↑ Financial
independence savings for last month $2,000
Grand total additions: $2,000 USD
↓ Emerging
Markets Stock Index Fund is down by $18,457 or -15.3%
↓ Eurozone Stock
Index Fund is down by $19,297 or -17.2%
↓ US 500 Stock
Index Fund is down by $15,901 or -12.4%
↓ Global Small
Cap Index is down by $22,499 or -20.7%
↓ Growth Fund is
down by $6,111 or 12.1%
↓ GBP is down
USD by 4.7% or $2,079 for my portfolio
Grand total losses: $84,344
USD
The economy shutdown imposed by differed governments
due to the COVID-19 is start taking its toll. The markets recovered slightly
but I expect further fluctuations, as it became transparent how many people
lost their jobs.
I previously wrote
that I bought some shares in kids name into tax efficient account. I almost
managed to catch the bottom. The shares are currently down 4% (in comparison
with market average 12.4%). Among US, Emerging markets (BRICS) and EU, the former
weathered the storm best and the latter worst.
I came to conclusion that
investing in EU four years ago was a mistake. My assumption was that although
EU is not a free economy, it would manage any crisis (pandemic, financial or
otherwise) better. An example – how China did with COVID-19. During COVID-19 EU
fell to individual countries fighting for themselves – borders restored,
policies different, responses are. So-called international companies were only
supporting the countries were they headquarters are, ignoring the rest. It is total and absolute chaos in EU.

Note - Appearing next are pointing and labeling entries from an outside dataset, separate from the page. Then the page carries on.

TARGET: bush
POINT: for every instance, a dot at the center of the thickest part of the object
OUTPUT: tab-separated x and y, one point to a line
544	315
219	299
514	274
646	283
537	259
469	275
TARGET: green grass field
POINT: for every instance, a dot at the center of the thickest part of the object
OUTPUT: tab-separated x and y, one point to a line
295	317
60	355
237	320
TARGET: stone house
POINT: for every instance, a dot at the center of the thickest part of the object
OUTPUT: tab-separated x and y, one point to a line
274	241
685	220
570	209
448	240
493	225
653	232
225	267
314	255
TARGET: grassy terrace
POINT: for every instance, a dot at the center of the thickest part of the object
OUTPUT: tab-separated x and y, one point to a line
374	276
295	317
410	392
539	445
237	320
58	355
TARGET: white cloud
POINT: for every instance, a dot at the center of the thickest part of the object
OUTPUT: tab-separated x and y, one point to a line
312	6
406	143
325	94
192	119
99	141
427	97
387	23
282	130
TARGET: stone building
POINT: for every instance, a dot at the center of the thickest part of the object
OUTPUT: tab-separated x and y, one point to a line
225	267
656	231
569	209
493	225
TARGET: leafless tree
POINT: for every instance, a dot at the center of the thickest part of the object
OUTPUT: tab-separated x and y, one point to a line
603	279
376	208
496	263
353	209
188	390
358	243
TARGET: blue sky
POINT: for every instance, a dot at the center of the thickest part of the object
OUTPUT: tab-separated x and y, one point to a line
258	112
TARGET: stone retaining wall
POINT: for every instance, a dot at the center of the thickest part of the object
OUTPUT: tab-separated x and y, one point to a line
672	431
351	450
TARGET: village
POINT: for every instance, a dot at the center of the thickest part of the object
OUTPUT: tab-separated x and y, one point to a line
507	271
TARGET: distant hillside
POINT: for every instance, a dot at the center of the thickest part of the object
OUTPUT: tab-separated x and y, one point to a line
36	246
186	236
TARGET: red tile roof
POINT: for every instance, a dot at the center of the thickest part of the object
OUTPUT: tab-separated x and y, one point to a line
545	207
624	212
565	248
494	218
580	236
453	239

Who benefited from coronavirus pandemic (COVID-19)?
While there is panic and confusion in the West, not everyone has lost
out. Jeff Bezos shares in Amazon rose quite a bit.
Jeff's share in Amazon appreciated almost $4bn.
Bezos sold $3.4bn worth of Amazon shares in the first week of February,
just before the stock price peaked.
his timing was near-perfect. The share sales, which represented about
3% of his total holding, were much greater than Bezos had made in previous
months. The stock sold was as much as he had sold in the previous 12 months.
Other US executives that have been either lucky or smart by selling
large chunks of their shareholdings in February include Larry Fink, the chief
executive of fund manager BlackRock, who saved potential losses of $9m, and
Lance Uggla, CEO of data firm IHS Markit, who sold $47m of shares on 19
February that would have dropped to $19m if he had held on to them.
In total US executives sold about $9.2bn in shares of the companies
they run in the five weeks before the start of the stock market rout. Selling
before the 30% collapse in the market saved them from paper losses of $1.9bn.